Mean Value theorem question...(posting below)

Answer 1

a = 0, b = pi

Answer 2

So find f(0) and f(pi)

Answer 3

I know that it is continuous, and I know that the outputs for both the intervals are 0. So (0,0) and (pi,0).

Answer 4

Would I just find the the slope with those coordinates now?

Answer 5

That formula is basically the slope formula, so what is f(0)?

Answer 6

It is 0

Answer 7

Right and f(pi)?

Answer 8

0

Answer 9

So your answer is?

Answer 10

0 - 0
-----
pi - 0

so 0/pi or just 0

Answer 11

Right, but now, what is the derivative of that function?

Answer 12

cos(x) + 2cos(2x)

Answer 13

Good, now equate it with 0

Answer 14

Since 0 is what you got from your formula

Answer 15

cos(x) + 2cos(2x) = 0
2cos(2x) = -cos(x)
(1/2)(sec(2x)) = -sec(x)

I'm not sure what to do next

Answer 16

Hey sorry back

Answer 17

Ok so, the derivative is 2cosx+2cos(2x) since 2 is constant

Answer 18

Now we have \[cosx+\cos(2x) = 0 \] use the identity \[\cos(2x) = 2\cos^2(x)-1\] that should make it simpler for you

Answer 19

You should notice something once you use that identity

Answer 20

Sorry, I walked away for a minute.
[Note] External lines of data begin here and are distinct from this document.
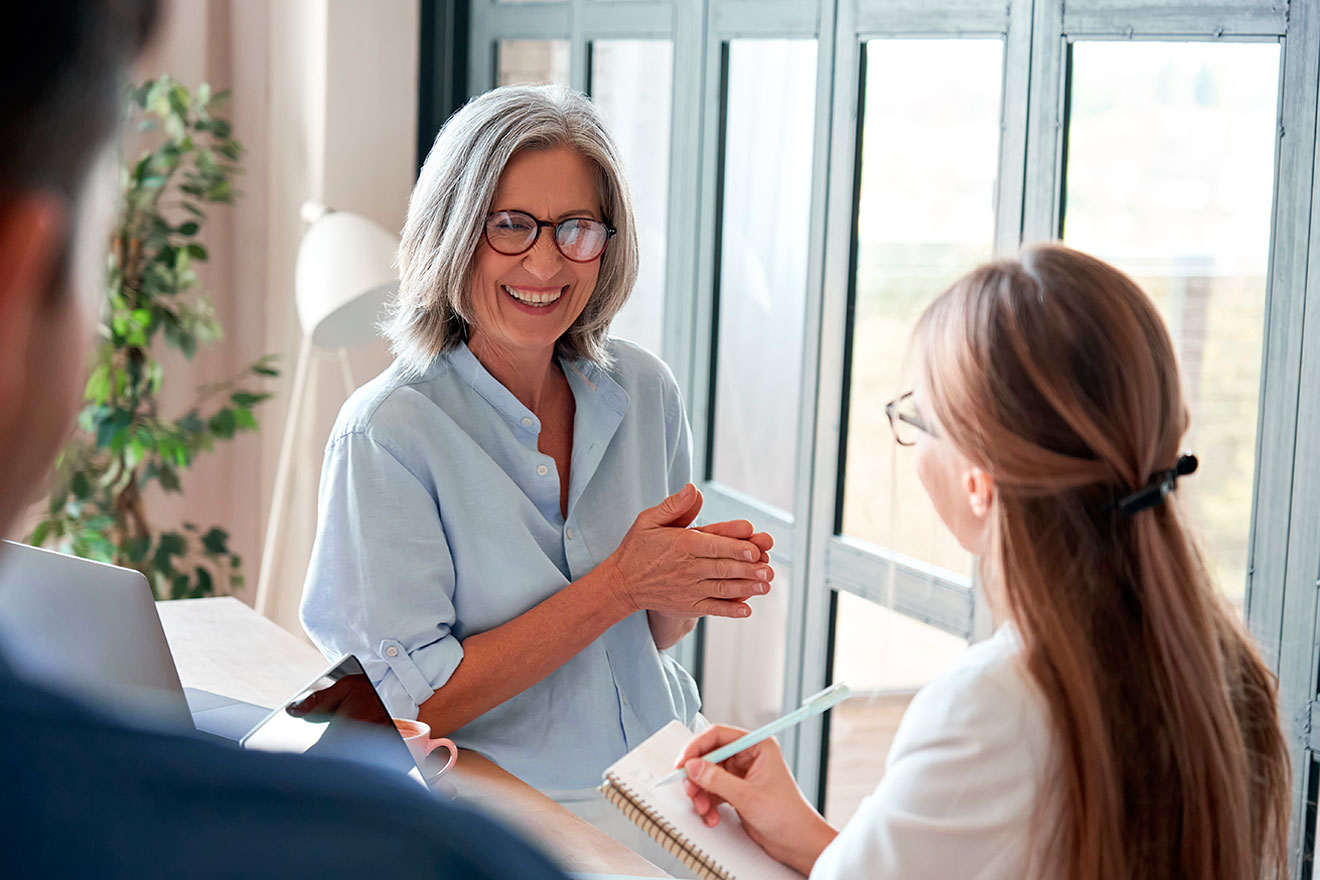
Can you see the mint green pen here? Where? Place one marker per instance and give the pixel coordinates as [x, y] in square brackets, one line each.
[813, 705]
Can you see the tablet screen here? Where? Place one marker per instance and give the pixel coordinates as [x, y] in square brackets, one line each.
[338, 715]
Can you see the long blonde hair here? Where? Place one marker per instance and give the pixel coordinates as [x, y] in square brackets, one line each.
[1056, 375]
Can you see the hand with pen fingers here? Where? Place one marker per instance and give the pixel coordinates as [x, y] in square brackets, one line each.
[758, 784]
[664, 566]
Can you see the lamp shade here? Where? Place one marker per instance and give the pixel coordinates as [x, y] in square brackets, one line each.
[343, 279]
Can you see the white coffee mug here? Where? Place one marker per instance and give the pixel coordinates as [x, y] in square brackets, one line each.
[420, 743]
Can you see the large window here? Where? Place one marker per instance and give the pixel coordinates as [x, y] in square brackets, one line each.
[809, 173]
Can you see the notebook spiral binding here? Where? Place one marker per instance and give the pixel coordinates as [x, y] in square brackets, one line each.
[665, 834]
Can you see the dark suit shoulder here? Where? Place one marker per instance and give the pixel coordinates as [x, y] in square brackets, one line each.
[89, 796]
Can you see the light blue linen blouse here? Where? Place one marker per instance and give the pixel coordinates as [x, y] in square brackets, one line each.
[440, 519]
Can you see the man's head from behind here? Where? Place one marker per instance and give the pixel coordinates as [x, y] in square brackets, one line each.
[62, 63]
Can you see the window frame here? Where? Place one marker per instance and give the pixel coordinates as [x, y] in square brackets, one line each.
[1283, 574]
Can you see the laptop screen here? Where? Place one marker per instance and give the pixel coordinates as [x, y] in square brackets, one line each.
[338, 715]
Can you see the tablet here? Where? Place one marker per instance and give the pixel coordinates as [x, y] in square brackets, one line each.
[337, 715]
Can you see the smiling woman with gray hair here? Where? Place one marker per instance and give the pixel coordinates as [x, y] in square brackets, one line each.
[503, 531]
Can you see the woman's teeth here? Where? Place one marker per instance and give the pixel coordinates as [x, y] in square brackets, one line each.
[533, 298]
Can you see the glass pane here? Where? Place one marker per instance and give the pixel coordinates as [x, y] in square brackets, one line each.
[925, 215]
[885, 657]
[631, 83]
[767, 189]
[1170, 178]
[742, 678]
[532, 61]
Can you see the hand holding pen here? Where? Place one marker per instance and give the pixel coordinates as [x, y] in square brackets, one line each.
[757, 783]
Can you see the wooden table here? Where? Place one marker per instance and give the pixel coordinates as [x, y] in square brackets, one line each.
[225, 647]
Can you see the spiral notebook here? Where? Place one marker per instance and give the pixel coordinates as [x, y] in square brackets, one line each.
[722, 852]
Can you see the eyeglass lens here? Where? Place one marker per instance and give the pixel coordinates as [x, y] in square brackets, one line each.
[578, 239]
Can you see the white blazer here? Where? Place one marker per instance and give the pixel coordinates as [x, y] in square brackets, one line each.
[961, 780]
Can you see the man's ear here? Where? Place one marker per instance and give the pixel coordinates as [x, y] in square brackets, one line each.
[980, 488]
[32, 236]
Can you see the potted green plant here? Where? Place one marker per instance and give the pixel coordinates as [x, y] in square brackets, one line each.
[124, 441]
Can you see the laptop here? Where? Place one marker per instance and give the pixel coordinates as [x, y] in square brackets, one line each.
[90, 631]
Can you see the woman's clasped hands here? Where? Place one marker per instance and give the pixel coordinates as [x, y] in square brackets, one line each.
[664, 566]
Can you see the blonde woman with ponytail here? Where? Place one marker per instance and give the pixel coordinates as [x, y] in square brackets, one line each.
[1120, 723]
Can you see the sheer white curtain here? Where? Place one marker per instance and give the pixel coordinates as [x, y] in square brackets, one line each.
[325, 100]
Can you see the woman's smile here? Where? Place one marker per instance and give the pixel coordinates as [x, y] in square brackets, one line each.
[535, 298]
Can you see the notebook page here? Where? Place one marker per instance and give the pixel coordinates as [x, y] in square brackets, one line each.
[727, 843]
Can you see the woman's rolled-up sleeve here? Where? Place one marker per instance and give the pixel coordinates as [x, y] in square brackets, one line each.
[380, 582]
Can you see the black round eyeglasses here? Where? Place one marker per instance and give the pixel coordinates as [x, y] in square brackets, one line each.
[578, 239]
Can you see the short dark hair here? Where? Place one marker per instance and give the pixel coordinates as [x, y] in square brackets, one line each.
[62, 63]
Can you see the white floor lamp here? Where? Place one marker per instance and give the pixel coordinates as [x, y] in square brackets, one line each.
[343, 279]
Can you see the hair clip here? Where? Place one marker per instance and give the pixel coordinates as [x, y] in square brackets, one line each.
[1158, 487]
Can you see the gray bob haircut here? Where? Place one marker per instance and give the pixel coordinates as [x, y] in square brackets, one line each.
[446, 219]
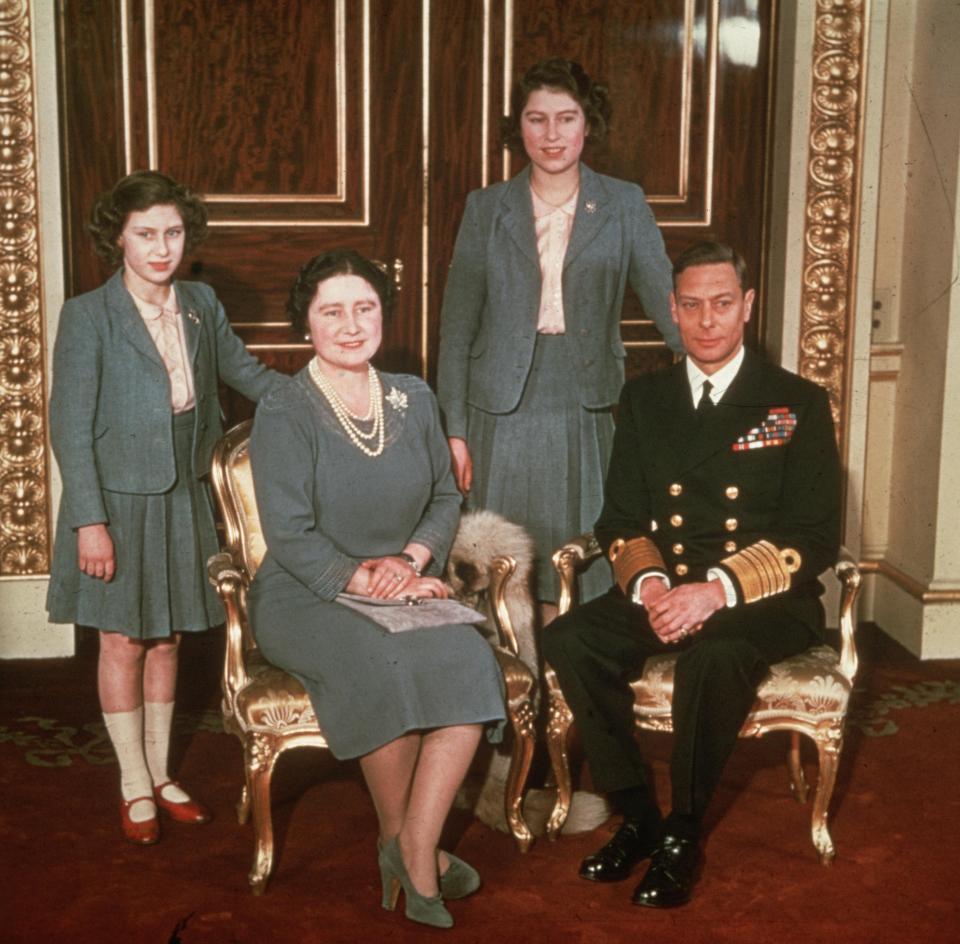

I'm back now.

Answer 21

I'm confused on how you got rid of the 2 (the constant).

Answer 22

divide both sides by 2

Answer 23

Oh yay. I misread.

Answer 24

there is one mistake in the derivative of f

Answer 25

What's that?

Answer 26

oh @Astrophysics found it

Answer 27

Haha

Answer 28

Thanks for checking freckles!

Answer 29

Ok so once you use the identity we get \[cosx+2\cos^2x-1=0\]

Answer 30

Reminds you of anything?

Answer 31

Um, I'm sorry, but I'm lost. D:
Just a second. I'll look back over it and see if I missed something.

Answer 32

Okay, just checking...where does the -1 come from?

Answer 33

Hint: \[ax^2+bx+c=0\]

Answer 34

Remember I used the identity \[\cos(2x) = \color{red}{2\cos^2x-1}\]

Answer 35

I'm so sorry, but I don't know what I should do. If these were numbers, I would understand, but I'm terrible with trigs

Answer 36

It's alright, so you understand how I got to this part \[cosx+2\cos^2x-1=0\] right? Let me put it in a better way, \[2\cos^2x+cosx-1=0\]

Answer 37

Now you can factor

Answer 38

\[\left(\cos \left(x\right)+1\right)\left(2\cos \left(x\right)-1\right)\]

Answer 39

yes exactly

Answer 40

Now solve for x

Answer 41

Should I set both factor pieces equal to 0?

Answer 42

yes

Answer 43

cos x = -1
cos x = 1/2

Answer 44

Looks good

Answer 45

Keep going

Answer 46

How would I get the cos away from the x?

Answer 47

You can take the inverse but we have c = pi, and pi/3 right?

Answer 48

Yes

Answer 49

So I should just replace the cos with their c values?

Answer 50

the x

Answer 51

cos (pi/3) = 1/2
cos (pi) = -1

Answer 52

1/2 = 1/2 = 0
-1 = -1 = 0

Answer 53

Those are you c values in the interval, c = pi, and pi/3

Answer 54

Oh so those are the answers?

Answer 55

Is that what you meant?

Answer 56

Correct